Although California is an at-will state, meaning employees can be fired without reason at any time, there are still situations in which an employee can file a wrongful termination lawsuit against his or her former employer. Laws protecting employees from wrongful termination are covered in the California Fair Employment and Housing Act.
It is illegal for a California employer to fire an employee for reasons that are discriminatory, such as for the person's age, race, sexual orientation, disability, relation, national origin or sex.
If an employee has an implied contract—even an informal one—and the employee's firing violates that implied contract, then the employee may be able to file a wrongful termination lawsuit. For example, if the implied contract says the employee will not be fired for at least a year and the employee is fired sooner, he may be eligible to file a claim against the employer. Factors involved in an implied contract include promises of job security, any employee handbook, employment policies and job performance evaluations.
Violation of Public Policy
California employers cannot fire an employee if that termination is contrary to public policy. For example, an employer cannot fire an employee for refusing to commit an illegal act or for filing a workers compensation claim.
It is illegal for a California employer to fire an employee for reporting illegal or unethical activities to an appropriate government agency or to an authority within the employee's organization. It is also illegal to fire an employee for backing or confirming a coworker's claim or reports of illegal or unethical activity.
Although retaliation is usually thought of as only termination, it can actually include being passed over for a promotion or training opportunity, being demoted, being denied a raise or other privilege or facing suspension or other consequences.
A whistleblower is an employee who reports the illegal activities of an organization. Activities reported can include a violation of state or federal law, violation of or noncompliance with a local, state or federal regulation, or unsafe working conditions.
Whistleblower laws protect whistleblowers from retaliation by the organization being reported on. Also protected are employees who refuse to participate in any activity that would result in a violation of federal or state statutes. Under California whistleblower laws, an employer can neither retaliate against an employee for reporting illegal behavior, nor prevent the employee from being a whistleblower.
If an employer retaliates against a whistleblower, the employer may be required to reinstate the employee's employment and benefits, and pay missed wages.
Qui Tam lawsuits are those filed by whistleblowers on behalf of the government.
The Sarbanes-Oxley Act is a whistleblower protection for whistleblowers who are employed by publicly traded companies. Sarbanes-Oxley prohibits retaliation in the form of termination, demotion, suspension, harassment or other discrimination against such employees. The provision protects any employee who reports activity that he or she reasonably believes is illegal, even if courts later find that no laws were broken.
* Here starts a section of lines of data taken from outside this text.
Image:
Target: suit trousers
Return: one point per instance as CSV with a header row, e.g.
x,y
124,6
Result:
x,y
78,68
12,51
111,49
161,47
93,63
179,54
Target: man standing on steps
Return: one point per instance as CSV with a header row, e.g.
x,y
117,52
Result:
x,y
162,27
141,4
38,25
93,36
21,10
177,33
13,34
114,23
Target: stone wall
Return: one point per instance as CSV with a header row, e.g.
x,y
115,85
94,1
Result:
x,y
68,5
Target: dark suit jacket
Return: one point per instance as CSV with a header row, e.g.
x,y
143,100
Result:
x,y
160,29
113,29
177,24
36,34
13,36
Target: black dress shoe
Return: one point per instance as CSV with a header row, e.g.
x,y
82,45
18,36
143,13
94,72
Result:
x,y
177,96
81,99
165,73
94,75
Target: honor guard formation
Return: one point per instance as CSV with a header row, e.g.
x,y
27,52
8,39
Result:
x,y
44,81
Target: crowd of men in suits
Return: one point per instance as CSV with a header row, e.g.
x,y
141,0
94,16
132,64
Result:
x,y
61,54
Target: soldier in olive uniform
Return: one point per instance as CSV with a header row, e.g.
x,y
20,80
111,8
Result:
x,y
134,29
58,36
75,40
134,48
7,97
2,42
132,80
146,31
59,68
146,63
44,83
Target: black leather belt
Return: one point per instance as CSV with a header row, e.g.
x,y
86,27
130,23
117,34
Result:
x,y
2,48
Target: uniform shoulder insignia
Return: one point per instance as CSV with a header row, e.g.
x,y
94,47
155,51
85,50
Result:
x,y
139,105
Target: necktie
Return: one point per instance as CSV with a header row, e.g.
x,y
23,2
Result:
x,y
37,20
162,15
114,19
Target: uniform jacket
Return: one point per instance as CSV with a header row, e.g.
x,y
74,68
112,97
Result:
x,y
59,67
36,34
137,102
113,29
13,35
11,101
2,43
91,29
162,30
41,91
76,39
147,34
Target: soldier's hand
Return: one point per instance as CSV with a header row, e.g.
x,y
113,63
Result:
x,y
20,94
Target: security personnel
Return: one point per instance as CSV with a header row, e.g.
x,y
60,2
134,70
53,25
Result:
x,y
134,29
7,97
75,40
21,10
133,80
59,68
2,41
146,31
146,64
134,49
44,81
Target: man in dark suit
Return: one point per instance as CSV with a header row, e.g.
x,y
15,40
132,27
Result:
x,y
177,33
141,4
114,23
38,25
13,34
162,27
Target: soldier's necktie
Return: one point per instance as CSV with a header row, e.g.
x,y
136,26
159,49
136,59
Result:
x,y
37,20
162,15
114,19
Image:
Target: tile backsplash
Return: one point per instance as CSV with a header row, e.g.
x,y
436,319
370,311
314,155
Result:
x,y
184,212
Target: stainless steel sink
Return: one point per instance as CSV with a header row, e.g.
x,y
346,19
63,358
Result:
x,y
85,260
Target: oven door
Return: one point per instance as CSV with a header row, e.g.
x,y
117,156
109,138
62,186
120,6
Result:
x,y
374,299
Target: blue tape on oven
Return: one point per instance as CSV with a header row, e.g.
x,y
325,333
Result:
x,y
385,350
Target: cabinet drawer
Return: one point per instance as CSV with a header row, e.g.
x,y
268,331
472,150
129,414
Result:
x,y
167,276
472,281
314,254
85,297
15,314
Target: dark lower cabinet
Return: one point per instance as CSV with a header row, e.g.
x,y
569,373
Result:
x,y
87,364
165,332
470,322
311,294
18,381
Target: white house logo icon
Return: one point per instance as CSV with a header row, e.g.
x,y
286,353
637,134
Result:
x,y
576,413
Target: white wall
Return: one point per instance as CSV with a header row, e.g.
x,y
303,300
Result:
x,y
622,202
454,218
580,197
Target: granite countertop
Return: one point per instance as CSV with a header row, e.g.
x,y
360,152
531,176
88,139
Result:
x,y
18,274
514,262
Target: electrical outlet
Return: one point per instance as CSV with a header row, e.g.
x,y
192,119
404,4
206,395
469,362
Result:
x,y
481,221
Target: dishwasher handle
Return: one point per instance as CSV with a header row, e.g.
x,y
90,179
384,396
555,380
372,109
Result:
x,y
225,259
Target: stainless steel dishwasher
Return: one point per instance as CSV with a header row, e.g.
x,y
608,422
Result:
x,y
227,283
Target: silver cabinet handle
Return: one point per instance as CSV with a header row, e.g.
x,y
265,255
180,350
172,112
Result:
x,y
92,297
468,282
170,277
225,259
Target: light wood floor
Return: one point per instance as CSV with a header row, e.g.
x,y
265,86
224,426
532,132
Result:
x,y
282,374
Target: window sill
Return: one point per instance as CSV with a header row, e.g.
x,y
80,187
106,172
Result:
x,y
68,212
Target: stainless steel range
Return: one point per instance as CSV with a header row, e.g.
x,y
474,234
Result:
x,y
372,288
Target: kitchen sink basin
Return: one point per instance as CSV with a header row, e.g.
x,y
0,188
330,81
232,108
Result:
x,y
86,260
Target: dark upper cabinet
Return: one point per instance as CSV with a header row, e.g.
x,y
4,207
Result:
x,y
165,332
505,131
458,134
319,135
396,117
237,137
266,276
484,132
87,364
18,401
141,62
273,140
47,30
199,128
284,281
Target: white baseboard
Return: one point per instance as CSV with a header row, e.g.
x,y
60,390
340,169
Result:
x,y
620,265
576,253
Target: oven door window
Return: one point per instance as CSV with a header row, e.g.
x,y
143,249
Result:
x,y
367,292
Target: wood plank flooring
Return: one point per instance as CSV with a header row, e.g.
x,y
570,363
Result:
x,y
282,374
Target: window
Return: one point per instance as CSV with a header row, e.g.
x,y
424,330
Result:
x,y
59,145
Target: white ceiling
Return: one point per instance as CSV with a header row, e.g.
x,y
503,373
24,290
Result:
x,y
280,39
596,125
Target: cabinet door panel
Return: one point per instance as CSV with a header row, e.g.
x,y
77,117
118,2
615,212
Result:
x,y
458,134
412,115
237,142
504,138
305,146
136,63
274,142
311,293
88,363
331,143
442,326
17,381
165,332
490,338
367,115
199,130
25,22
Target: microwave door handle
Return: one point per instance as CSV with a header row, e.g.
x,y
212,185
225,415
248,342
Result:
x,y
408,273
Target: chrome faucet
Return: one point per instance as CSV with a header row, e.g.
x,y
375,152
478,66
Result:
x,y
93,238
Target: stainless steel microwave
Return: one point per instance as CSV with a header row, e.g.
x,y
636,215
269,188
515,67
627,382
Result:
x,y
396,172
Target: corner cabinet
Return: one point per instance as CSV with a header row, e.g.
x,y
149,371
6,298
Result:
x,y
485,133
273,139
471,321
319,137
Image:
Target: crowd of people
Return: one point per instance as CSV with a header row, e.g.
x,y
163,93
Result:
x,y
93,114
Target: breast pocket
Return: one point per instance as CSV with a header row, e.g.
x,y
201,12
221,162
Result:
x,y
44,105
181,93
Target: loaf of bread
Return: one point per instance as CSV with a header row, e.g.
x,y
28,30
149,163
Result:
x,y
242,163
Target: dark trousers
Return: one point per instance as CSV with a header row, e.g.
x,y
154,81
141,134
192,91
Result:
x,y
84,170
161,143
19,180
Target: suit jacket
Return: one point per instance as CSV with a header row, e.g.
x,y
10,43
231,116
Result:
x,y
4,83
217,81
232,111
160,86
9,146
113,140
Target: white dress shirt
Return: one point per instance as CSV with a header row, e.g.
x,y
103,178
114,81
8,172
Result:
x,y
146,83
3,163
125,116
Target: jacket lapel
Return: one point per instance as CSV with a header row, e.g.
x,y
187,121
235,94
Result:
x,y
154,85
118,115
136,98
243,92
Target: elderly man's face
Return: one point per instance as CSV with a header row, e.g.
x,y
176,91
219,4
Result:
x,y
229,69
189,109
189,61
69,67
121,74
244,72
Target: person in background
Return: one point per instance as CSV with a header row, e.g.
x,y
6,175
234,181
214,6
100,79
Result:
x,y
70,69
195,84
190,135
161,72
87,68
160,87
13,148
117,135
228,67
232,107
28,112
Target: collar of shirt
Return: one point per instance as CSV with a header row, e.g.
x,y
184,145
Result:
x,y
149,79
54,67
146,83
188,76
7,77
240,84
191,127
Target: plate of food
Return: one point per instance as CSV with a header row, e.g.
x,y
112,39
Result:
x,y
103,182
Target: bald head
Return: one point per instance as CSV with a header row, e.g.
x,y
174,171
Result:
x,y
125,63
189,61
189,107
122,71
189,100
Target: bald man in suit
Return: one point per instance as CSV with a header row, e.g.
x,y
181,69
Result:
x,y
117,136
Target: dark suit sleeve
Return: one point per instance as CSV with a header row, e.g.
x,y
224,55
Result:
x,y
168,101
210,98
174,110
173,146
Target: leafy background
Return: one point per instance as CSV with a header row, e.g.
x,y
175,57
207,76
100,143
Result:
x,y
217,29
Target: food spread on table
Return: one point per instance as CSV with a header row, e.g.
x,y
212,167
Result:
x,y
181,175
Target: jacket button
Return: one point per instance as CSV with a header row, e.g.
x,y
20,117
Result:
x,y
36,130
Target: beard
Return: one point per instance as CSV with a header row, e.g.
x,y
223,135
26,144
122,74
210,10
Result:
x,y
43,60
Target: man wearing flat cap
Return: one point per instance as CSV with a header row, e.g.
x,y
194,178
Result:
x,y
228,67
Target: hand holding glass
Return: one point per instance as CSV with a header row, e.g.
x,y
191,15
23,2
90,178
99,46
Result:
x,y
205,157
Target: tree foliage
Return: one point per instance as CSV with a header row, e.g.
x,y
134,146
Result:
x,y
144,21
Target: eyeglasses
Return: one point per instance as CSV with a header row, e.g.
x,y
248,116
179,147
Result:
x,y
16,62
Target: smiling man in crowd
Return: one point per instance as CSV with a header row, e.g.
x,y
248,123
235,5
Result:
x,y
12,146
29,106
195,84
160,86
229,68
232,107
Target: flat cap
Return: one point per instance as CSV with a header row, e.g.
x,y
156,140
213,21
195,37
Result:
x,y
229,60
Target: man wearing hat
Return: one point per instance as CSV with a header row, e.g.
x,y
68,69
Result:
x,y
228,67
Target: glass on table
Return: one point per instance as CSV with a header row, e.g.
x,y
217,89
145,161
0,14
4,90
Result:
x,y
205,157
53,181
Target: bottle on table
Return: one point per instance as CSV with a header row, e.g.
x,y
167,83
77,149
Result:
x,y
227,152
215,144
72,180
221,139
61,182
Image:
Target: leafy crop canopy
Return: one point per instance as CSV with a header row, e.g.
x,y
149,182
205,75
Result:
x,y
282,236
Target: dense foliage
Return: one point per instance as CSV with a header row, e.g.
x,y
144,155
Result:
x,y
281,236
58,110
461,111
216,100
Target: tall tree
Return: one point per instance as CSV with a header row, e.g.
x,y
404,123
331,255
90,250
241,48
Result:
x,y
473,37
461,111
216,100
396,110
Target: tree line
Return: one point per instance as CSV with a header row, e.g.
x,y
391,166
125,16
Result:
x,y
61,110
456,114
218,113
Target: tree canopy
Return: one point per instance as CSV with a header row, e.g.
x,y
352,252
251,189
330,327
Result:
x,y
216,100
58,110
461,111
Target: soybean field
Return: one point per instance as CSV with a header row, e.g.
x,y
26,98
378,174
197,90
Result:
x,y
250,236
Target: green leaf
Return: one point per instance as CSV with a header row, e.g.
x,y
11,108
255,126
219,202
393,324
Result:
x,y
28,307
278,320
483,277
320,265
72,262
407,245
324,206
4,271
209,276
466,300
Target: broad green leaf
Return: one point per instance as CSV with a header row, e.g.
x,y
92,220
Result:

Employees who file a claim under Sarbanes-Oxley must file a complaint with the Department of Labor within 90 days of the retaliation. Failure to do so could result in the claim being dismissed.
California's Worker Adjustment and Retraining Notification (WARN) laws require covered employers to provide 60 days' notification to employees and officials in advance of any plant closing or mass layoff. Although there are federal WARN statutes in place, California's statutes expand the businesses affected by the laws.
Under California labor law, there is no guarantee of an employee receiving severance pay. Severance pay—also known as separation pay—is compensation given to an employee when employment is terminated. Employers are not required to provide severance unless there is a contract stating they must do so.